Ce soir-là, il attendit Catherine dans l’entrée. Il avait son téléphone à la main.
« Katya, j’ai écrit à ma mère que tant qu’elle ne s’excusera pas, notre porte lui sera fermée. »
Catherine s’arrêta, retirant son manteau. Elle regarda longuement son mari, comme pour vérifier si ce n’était pas simplement une nouvelle promesse vide.
« Et qu’a-t-elle dit ? »
« Elle a hurlé. Mais j’ai éteint mon téléphone. »
Catherine prit une profonde inspiration. Pour la première fois depuis longtemps, une lueur d’espoir brilla dans ses yeux.
« Nous verrons, Dima. Maintenant, tout dépend si tu tiendras parole. »
Il hocha la tête, comprenant qu’il n’aurait pas de seconde chance.
Six mois passèrent. La vie changea—pas tout de suite, mais progressivement, comme le printemps remplace l’hiver. Lioudmila Ivanovna tenta d’appeler, se présenta à l’improviste, mais la porte ne lui était plus ouverte. Dmitry tint parole. Ce ne fut pas facile : rompre la dépendance habituelle à sa mère fut plus douloureux qu’il ne l’avait imaginé. Mais il avait fait son choix.
Catherine remarqua que son mari avait changé. Il avait acquis quelque chose qu’elle n’avait pas remarqué auparavant—l’indépendance et la fermeté. Il avait cessé d’être le « fils à maman », avait appris à dire « non » là où il baissait autrefois les yeux.
Sa relation avec ses parents ne fit que se renforcer. Ils venaient souvent la voir, aidaient avec l’enfant, mais surtout—n’intervenaient jamais sans qu’on le leur demande. La table résonnait à nouveau de rires, et non de remarques cinglantes.

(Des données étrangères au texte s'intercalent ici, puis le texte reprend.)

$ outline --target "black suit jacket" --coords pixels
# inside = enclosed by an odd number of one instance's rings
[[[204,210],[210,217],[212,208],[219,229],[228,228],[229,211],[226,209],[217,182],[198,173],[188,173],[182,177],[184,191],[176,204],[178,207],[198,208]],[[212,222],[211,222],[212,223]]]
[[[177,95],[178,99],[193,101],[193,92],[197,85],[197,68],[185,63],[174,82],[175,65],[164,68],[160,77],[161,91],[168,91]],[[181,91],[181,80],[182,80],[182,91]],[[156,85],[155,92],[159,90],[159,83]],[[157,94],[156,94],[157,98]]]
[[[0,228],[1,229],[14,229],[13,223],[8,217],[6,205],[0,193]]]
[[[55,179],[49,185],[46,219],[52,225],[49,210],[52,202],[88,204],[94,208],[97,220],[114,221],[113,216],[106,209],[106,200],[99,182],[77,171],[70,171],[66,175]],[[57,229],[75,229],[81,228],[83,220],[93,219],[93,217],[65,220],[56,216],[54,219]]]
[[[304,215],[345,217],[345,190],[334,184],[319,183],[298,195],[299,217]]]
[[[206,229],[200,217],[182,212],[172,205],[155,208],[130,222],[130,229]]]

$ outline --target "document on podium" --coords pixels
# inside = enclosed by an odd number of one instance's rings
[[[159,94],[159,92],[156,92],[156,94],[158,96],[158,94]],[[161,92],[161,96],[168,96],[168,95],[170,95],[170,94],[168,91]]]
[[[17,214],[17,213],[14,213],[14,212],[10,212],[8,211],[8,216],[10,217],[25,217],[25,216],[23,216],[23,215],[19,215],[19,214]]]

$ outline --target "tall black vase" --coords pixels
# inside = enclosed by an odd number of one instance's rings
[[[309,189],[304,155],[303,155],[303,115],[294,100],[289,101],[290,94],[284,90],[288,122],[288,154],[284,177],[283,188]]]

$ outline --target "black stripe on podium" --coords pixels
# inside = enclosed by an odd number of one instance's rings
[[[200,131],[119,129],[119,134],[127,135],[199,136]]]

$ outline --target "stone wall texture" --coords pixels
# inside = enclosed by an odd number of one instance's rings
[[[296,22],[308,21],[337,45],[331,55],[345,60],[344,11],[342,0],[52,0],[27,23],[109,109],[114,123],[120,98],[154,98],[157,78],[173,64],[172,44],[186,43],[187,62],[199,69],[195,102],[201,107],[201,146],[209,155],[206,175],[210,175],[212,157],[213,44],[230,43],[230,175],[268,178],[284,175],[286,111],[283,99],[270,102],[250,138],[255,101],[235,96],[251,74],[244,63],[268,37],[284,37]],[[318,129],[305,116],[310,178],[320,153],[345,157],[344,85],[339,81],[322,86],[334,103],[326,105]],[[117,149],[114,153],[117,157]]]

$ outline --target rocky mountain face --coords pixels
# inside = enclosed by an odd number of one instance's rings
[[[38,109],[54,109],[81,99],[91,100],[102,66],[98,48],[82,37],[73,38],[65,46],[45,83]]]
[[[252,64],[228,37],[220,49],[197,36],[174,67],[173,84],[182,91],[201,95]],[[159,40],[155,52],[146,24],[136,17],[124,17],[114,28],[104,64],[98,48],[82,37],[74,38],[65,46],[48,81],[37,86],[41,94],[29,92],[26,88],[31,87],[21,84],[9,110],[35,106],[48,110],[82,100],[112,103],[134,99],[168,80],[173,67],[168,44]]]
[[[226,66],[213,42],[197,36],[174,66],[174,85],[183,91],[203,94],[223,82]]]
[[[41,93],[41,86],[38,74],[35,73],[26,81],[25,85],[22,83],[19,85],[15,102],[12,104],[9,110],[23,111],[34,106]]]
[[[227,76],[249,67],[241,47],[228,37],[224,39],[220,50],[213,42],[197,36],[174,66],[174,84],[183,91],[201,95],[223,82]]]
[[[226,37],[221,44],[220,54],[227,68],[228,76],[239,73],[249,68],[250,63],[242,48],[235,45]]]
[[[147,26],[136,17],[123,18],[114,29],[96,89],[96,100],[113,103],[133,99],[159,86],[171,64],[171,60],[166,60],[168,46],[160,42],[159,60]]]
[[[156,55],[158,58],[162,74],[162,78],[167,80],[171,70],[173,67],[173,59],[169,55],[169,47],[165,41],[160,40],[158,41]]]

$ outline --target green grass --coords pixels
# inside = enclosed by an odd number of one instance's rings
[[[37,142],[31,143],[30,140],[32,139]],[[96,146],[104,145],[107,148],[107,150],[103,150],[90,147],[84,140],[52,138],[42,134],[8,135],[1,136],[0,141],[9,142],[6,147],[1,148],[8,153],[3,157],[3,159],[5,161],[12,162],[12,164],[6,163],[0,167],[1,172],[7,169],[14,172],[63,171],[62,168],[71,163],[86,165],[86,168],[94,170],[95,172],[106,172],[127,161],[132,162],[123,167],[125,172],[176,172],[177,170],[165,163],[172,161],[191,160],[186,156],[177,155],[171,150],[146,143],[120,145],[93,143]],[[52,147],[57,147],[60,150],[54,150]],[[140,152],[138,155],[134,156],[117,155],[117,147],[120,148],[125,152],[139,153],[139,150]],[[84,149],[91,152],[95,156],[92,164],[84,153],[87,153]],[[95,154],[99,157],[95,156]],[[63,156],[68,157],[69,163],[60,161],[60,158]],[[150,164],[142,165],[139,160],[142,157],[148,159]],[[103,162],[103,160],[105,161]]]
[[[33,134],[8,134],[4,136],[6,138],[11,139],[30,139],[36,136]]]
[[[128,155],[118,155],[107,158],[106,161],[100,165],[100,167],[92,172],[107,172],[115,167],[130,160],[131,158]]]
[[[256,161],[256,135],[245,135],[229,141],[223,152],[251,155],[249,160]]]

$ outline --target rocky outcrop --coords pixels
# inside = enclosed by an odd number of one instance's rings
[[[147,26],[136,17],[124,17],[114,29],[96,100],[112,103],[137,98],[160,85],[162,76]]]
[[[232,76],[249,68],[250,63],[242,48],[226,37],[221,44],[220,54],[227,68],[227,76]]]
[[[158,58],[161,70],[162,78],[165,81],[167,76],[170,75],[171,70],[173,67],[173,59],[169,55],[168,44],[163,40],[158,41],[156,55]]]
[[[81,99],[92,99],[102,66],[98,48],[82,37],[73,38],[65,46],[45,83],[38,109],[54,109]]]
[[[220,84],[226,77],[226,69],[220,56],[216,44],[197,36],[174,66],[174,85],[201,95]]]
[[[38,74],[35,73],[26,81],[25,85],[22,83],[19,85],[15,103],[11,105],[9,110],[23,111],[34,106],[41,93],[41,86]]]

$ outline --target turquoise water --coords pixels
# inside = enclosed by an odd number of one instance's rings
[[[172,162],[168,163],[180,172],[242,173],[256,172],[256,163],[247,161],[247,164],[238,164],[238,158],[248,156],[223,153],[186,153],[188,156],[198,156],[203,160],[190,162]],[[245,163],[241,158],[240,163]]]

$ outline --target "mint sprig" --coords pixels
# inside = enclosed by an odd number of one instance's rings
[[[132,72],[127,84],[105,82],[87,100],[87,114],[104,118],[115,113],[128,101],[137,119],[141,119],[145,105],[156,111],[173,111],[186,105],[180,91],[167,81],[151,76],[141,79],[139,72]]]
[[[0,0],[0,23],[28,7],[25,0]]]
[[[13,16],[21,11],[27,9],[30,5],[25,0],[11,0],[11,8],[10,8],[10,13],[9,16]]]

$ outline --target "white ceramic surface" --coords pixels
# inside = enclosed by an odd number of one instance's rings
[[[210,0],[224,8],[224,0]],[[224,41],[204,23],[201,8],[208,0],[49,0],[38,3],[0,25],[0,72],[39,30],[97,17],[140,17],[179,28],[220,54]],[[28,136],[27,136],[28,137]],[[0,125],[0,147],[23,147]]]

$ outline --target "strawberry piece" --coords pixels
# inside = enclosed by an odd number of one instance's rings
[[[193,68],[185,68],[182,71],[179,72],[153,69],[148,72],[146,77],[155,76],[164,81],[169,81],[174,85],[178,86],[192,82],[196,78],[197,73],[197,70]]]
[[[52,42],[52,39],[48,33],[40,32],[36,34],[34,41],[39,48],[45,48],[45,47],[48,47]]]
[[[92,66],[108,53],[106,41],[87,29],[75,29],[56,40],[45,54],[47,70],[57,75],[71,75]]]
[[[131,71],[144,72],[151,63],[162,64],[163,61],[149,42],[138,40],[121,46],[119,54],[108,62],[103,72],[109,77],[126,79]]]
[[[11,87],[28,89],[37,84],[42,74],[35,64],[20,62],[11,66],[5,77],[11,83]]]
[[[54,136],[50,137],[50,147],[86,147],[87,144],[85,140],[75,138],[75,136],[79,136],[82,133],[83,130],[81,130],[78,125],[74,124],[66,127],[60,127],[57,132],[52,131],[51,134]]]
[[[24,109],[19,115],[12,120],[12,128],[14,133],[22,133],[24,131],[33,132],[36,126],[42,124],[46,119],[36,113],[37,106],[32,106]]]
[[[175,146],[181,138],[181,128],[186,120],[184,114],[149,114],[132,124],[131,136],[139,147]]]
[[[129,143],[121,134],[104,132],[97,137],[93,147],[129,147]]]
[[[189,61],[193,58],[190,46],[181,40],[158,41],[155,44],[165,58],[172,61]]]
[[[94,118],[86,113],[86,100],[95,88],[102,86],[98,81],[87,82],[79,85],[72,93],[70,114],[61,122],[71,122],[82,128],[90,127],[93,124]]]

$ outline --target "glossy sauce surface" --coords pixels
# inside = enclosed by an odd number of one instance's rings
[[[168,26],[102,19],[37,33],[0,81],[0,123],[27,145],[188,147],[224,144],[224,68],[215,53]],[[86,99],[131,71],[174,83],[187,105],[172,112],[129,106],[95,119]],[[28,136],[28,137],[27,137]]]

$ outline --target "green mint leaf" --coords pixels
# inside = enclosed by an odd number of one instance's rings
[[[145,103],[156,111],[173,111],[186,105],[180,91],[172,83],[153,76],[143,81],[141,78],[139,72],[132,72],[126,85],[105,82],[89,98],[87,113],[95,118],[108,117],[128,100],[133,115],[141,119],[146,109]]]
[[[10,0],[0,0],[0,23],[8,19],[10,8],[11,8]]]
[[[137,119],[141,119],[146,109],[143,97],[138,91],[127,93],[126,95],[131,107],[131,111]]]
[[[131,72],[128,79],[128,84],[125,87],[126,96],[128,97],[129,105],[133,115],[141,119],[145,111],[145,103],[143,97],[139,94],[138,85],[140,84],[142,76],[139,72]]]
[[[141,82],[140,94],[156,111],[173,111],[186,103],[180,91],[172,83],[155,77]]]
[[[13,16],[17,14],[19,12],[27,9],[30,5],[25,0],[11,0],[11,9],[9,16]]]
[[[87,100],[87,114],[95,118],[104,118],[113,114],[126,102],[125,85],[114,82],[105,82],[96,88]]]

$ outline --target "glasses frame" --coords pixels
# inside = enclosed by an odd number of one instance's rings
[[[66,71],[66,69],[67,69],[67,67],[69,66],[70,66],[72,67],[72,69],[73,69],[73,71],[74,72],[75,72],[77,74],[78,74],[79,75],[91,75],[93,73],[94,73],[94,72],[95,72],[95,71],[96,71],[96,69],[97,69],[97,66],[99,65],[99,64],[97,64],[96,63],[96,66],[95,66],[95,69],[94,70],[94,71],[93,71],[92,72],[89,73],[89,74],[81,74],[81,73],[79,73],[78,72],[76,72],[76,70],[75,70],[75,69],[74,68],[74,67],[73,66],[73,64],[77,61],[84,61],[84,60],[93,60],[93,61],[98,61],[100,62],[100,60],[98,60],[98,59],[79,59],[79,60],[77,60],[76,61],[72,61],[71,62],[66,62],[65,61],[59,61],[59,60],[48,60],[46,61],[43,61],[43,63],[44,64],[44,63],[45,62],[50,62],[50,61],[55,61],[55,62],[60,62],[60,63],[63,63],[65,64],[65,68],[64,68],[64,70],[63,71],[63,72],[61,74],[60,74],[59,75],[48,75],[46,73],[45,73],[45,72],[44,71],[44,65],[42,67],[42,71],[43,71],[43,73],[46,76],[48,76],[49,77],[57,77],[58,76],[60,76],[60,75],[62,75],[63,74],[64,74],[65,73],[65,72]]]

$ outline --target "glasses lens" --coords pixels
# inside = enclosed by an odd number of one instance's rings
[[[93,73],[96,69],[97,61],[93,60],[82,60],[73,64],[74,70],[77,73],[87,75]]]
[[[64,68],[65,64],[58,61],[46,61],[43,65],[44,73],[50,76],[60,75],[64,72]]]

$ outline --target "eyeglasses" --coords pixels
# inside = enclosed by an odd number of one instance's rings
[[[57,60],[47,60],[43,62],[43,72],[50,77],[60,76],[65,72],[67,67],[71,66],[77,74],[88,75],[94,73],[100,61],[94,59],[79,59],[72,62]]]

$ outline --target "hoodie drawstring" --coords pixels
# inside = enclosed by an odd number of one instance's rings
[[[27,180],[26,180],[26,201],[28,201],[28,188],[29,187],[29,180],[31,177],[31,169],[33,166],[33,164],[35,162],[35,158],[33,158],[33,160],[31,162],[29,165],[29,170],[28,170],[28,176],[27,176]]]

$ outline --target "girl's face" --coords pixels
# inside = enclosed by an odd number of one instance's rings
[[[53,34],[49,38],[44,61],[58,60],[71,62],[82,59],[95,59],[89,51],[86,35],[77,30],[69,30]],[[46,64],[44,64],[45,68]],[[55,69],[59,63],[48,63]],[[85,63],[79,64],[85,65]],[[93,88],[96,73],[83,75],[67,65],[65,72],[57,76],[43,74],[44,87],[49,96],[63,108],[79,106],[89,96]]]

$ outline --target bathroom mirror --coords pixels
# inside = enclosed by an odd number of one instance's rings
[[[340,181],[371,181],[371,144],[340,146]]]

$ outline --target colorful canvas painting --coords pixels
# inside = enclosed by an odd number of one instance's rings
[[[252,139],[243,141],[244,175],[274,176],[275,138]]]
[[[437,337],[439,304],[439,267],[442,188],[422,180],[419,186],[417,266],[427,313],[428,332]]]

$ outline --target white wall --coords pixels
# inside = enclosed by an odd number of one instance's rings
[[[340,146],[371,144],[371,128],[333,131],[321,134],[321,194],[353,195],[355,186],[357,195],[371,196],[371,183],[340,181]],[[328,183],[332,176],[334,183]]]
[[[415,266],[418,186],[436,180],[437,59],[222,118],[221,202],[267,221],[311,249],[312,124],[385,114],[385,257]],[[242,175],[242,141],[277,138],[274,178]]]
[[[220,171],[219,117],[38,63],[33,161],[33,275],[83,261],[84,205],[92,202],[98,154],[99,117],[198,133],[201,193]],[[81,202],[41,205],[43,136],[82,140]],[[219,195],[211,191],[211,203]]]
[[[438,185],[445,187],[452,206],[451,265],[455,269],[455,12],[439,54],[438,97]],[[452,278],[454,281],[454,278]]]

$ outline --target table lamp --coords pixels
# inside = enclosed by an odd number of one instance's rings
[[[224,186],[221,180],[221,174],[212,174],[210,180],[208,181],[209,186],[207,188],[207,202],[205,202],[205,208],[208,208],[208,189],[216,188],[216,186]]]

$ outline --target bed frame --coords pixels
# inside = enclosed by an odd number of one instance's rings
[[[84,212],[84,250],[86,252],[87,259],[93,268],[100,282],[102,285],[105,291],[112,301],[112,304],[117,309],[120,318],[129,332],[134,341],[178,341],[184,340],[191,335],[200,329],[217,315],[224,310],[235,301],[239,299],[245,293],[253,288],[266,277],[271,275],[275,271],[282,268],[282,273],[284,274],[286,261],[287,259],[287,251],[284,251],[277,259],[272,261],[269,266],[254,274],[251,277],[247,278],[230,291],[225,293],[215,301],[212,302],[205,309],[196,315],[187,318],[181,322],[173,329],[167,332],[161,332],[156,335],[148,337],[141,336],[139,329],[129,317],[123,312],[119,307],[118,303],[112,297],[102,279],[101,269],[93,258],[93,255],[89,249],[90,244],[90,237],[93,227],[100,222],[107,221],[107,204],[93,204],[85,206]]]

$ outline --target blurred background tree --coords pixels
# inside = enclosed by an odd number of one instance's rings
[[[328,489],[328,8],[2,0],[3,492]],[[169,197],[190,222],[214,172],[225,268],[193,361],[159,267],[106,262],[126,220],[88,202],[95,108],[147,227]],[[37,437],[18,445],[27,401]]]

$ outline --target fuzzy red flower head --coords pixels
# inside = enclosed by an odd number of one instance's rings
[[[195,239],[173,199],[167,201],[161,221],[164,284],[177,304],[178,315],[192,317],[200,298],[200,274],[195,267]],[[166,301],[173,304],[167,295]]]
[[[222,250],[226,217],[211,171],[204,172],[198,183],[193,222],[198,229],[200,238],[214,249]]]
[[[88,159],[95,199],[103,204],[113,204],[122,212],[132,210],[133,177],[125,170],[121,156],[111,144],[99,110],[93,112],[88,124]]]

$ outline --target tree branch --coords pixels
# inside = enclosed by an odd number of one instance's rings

Un jour, en regardant Dmitry jouer sur le tapis avec leur fils, Catherine sourit. La douleur des années passées n’avait pas disparu, mais maintenant elle savait : leur famille avait une chance. Une vraie—honnête, sans humiliation ni faux-semblants.
Elle se rappela les mots de sa mère : « Prends soin de toi. » Et elle comprit que cela était devenu sa ligne directrice. Dès l’instant où elle avait refusé de tolérer l’humiliation, la vie avait commencé à changer.